Given the poor health of cricket in state schools, it is hardly any wonder that a public-school background is seen as a major plus on the CV of any aspiring young player.
Take Surrey's famous four - the quartet who made history in 2017 by becoming the first four teenagers to take the field as team-mates in a County Championship match since the war.
Sam Curran was educated at Wellington College, Ollie Pope at Cranleigh, Ryan Patel at Whitgift, all schools in the independent sector, all with a reputation for providing excellent cricket facilities and coaching. Over the years, Surrey have found them to be a good source of talent.
The other member of that quartet was Amar Virdi, the offspinner. Virdi stands out, and not only for the turban and full beard of his Sikh faith. He is the only one of the four who was not privately educated. In fact, when given the chance to attend a private school, he turned it down.
"I was offered scholarships by some private schools - Reed's and Hampton School - but I chose not to go," Virdi said.

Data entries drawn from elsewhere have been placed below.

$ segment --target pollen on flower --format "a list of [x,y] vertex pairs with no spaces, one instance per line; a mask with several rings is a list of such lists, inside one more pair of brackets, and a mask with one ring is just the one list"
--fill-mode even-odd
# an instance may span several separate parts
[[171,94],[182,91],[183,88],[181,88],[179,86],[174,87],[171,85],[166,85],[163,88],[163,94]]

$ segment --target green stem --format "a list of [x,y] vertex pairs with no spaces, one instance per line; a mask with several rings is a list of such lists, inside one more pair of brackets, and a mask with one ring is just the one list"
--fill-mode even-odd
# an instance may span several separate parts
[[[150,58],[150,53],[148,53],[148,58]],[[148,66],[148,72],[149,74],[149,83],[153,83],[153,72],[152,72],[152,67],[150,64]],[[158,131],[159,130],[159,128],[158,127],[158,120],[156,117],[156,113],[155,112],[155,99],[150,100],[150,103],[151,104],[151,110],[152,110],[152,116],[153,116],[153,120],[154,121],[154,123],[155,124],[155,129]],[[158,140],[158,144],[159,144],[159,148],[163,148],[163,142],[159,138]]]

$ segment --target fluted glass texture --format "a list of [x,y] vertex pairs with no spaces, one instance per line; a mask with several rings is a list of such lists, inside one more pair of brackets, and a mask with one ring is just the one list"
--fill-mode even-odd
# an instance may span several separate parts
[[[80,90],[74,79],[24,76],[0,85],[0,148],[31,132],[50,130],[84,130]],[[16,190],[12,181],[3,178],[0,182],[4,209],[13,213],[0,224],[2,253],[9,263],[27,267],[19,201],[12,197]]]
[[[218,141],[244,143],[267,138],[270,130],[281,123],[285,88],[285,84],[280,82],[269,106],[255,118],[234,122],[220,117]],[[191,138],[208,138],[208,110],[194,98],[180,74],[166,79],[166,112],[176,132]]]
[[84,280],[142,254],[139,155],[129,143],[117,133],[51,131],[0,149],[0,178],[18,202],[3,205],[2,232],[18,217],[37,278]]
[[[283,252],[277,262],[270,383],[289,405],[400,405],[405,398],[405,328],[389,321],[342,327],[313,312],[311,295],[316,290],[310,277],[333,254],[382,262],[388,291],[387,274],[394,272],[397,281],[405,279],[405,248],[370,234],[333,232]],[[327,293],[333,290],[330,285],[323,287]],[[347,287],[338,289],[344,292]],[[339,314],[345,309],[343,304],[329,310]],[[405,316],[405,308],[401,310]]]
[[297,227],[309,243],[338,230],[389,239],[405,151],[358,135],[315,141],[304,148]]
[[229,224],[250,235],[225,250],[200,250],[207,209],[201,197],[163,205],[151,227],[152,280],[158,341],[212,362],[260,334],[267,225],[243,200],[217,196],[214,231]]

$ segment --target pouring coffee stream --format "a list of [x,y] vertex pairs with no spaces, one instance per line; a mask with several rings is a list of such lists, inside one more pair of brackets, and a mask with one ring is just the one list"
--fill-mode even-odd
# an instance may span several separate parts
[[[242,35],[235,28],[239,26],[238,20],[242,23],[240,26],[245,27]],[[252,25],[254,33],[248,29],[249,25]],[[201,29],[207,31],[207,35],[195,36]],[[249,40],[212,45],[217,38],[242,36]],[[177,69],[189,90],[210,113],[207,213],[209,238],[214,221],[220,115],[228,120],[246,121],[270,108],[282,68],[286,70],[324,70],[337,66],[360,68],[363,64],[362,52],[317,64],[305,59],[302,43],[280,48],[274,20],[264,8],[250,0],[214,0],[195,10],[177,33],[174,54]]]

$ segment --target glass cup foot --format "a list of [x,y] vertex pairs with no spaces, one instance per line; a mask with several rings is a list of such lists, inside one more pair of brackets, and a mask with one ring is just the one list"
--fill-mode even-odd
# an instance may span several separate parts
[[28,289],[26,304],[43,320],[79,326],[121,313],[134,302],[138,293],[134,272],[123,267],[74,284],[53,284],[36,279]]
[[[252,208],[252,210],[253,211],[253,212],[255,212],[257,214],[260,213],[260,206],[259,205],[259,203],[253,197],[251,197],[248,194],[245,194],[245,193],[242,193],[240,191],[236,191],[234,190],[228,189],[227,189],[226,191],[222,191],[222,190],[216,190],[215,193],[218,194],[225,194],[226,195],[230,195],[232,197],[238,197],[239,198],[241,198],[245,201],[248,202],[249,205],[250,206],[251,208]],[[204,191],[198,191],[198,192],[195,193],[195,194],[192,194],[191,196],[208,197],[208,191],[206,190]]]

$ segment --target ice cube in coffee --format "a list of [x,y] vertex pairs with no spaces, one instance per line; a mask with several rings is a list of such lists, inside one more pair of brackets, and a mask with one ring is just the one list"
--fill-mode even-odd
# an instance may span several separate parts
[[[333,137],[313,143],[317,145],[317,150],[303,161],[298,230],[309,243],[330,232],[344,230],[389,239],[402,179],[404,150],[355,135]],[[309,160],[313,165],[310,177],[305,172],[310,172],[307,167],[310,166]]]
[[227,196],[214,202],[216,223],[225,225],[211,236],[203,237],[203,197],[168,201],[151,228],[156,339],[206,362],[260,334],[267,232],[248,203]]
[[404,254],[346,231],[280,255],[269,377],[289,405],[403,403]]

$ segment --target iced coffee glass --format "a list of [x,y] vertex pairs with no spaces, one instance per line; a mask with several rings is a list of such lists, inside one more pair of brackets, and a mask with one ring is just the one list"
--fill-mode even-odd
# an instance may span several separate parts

"I didn't want to board and I also wanted to play adult cricket. I have been playing first-team cricket since I was about 13."

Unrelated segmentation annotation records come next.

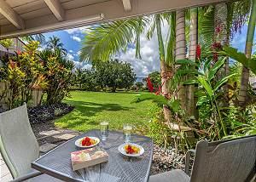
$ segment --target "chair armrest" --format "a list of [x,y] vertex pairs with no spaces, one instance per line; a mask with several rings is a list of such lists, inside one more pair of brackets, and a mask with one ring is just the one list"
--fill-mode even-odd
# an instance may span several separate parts
[[40,137],[38,139],[37,139],[38,140],[43,139],[47,139],[49,137],[53,137],[53,136],[57,136],[57,135],[61,135],[61,134],[80,134],[80,132],[77,132],[77,131],[73,131],[73,132],[62,132],[62,133],[59,133],[59,134],[49,134],[48,136],[44,136],[44,137]]
[[195,153],[195,150],[189,150],[186,153],[185,159],[185,173],[189,176],[189,162],[191,158],[191,154]]
[[26,173],[23,176],[20,176],[18,178],[15,178],[15,179],[11,180],[10,182],[21,182],[21,181],[26,180],[28,179],[32,179],[32,178],[34,178],[36,176],[42,175],[42,174],[43,173],[39,171],[33,171],[33,172]]

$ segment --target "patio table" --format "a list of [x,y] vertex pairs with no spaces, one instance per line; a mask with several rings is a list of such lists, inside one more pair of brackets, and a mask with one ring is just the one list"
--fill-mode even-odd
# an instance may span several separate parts
[[108,139],[101,141],[98,145],[98,147],[108,152],[108,162],[73,171],[70,153],[80,150],[76,147],[74,142],[84,136],[101,139],[99,130],[90,130],[42,156],[32,163],[32,168],[65,181],[148,181],[153,156],[153,141],[150,138],[133,134],[131,142],[142,145],[145,152],[138,157],[128,157],[118,151],[119,145],[124,143],[123,133],[109,131]]

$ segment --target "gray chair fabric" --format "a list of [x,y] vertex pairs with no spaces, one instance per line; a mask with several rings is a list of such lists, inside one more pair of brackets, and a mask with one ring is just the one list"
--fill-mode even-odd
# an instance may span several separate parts
[[174,170],[150,176],[149,182],[250,181],[256,173],[255,162],[256,135],[210,143],[202,140],[196,145],[190,179],[184,172]]
[[150,176],[149,182],[189,182],[189,177],[180,169]]
[[45,177],[44,181],[54,181],[53,178],[35,173],[31,168],[31,163],[39,156],[39,148],[30,126],[26,105],[0,114],[0,152],[17,181],[35,176],[34,181]]

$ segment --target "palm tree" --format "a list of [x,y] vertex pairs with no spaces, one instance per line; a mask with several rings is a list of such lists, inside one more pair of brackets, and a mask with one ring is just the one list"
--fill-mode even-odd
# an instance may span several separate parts
[[[161,32],[161,23],[164,20],[169,25],[173,24],[173,13],[157,14],[150,17],[137,17],[125,20],[117,20],[107,23],[97,27],[87,30],[84,41],[84,47],[81,49],[80,60],[90,61],[93,64],[100,60],[108,60],[117,53],[125,52],[129,43],[135,42],[136,55],[140,58],[140,35],[143,30],[149,26],[147,32],[148,39],[151,39],[154,31],[158,37],[159,56],[161,69],[162,94],[169,95],[167,71],[172,70],[173,63],[174,35],[167,37],[166,43],[164,43],[164,37]],[[175,30],[175,29],[174,29]],[[166,120],[169,120],[170,111],[164,106],[164,113]]]
[[[249,19],[247,34],[247,42],[245,47],[245,54],[247,58],[251,58],[252,55],[252,48],[253,43],[253,36],[255,31],[255,23],[256,23],[256,0],[253,0],[253,5],[251,9],[251,15]],[[238,101],[240,105],[244,105],[247,99],[247,91],[248,87],[249,80],[249,69],[246,66],[242,66],[242,72],[241,77],[241,88],[239,90]]]
[[[190,27],[189,27],[189,60],[196,60],[196,46],[198,43],[198,29],[197,29],[197,17],[198,10],[197,8],[190,9]],[[195,87],[194,85],[189,86],[188,93],[188,107],[187,112],[189,116],[195,116],[195,100],[194,100]]]
[[7,52],[9,53],[9,48],[14,46],[13,39],[3,39],[0,40],[0,45],[6,48]]
[[147,17],[136,17],[88,28],[79,54],[80,60],[93,65],[98,60],[107,61],[110,57],[125,52],[128,45],[134,43],[136,55],[140,58],[139,37],[147,25]]
[[[185,60],[186,58],[186,36],[185,36],[185,11],[180,9],[176,11],[176,58],[175,60]],[[179,85],[178,99],[183,109],[185,105],[185,87]]]
[[64,44],[61,43],[61,39],[55,36],[49,37],[49,40],[47,42],[47,47],[55,53],[60,50],[64,55],[67,54],[67,50],[63,48]]

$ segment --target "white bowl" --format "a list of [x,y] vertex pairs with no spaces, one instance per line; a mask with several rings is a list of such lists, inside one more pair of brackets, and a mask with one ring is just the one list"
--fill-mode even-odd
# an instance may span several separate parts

Instead, he attended the state-maintained Guru Nanak Sikh Academy in Hayes, within easy travelling distance of the family home in Hounslow, while continuing to play for Sunbury, and left after his A-levels to focus on his cricket.
It is difficult to argue that it was a poor decision. Virdi, currently on his second tour with England Lions, ended his first full season playing Championship cricket with 39 wickets, the most by any English-born spinner in the competition.

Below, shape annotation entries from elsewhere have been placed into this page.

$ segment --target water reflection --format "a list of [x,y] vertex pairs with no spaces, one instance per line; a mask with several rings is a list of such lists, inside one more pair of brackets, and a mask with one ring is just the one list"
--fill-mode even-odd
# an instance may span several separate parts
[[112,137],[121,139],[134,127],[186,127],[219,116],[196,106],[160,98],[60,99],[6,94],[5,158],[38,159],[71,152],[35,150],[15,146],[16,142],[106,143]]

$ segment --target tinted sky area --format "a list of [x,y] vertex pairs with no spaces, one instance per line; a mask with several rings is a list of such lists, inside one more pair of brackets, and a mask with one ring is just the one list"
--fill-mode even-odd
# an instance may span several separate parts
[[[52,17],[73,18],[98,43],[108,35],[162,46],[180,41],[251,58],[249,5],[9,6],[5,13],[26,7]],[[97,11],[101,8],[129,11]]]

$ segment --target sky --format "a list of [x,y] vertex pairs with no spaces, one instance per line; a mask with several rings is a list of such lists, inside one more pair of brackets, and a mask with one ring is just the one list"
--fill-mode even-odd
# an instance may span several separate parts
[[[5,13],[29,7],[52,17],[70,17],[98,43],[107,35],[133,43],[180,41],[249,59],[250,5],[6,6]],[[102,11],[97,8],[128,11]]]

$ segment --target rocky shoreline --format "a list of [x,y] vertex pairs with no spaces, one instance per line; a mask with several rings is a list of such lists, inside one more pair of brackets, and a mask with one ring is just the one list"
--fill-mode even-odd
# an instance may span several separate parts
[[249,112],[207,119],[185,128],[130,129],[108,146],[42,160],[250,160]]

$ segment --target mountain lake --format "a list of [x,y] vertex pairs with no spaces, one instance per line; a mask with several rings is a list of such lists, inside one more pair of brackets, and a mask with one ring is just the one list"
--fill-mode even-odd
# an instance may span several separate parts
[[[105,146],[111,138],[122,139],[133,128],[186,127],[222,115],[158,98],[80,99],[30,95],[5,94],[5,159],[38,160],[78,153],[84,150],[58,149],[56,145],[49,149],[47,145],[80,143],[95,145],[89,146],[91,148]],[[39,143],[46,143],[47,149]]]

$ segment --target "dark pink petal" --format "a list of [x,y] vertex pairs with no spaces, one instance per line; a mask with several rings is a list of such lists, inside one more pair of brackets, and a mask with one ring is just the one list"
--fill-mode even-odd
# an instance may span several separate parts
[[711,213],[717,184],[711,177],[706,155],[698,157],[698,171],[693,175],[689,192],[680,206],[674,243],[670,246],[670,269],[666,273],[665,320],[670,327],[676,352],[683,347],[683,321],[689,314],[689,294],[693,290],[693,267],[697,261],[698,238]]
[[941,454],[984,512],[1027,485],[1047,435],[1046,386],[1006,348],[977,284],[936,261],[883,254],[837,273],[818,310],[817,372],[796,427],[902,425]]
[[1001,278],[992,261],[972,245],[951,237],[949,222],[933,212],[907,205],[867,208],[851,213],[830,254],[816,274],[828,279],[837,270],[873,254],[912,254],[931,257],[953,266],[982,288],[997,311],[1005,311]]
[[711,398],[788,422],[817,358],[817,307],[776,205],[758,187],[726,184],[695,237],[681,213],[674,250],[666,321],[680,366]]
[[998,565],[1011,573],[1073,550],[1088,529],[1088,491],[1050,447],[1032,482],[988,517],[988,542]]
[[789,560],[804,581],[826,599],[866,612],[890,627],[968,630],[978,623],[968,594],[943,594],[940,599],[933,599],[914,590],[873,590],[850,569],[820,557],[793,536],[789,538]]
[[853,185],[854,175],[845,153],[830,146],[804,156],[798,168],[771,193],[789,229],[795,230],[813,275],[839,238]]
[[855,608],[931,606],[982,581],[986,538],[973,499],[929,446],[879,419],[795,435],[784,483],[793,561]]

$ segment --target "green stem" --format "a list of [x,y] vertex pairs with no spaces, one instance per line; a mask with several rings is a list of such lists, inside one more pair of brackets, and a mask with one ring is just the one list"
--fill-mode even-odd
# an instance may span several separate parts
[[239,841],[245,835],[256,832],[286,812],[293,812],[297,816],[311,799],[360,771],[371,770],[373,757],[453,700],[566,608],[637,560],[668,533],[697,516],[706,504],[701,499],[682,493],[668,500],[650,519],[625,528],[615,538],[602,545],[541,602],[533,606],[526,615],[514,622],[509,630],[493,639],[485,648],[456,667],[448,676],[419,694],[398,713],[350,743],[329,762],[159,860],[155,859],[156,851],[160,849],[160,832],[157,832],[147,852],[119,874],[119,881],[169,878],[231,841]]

"I was lucky enough to play all the Championship games for Surrey and that was an opportunity to show what I am capable of, what ability I do have," he said.
"I was lucky in that some of the surfaces were quite helpful and I was given a lot of overs to bowl. When a team puts their trust in you in that way it gives you a lot of confidence as a young spinner."
Virdi can trace his family roots to Punjab, although his parents are both from East Africa. His father, Raj, moved to London from Kenya when he was 18, to study at university. His mother, Harmeet, arrived in altogether more traumatic circumstances, when her family had to flee the military dictatorship of President Idi Amin in Uganda.
"My mum was thrown out, if you want to put it that way," he said. "My grandad had quite a lot of business there at the time. The Asians had a lot of wealth in Uganda so they were the first people to leave. They don't go back, because of the memories."
Amar grew up, therefore, in West London, the middle one of three brothers. His father played tennis - he represented Kenya as a junior - and it was his older brother, Gursimran, who introduced Amar to cricket.
"He would take me along and, because they thought I had something about me, they asked him to keep bringing me. That was where it began."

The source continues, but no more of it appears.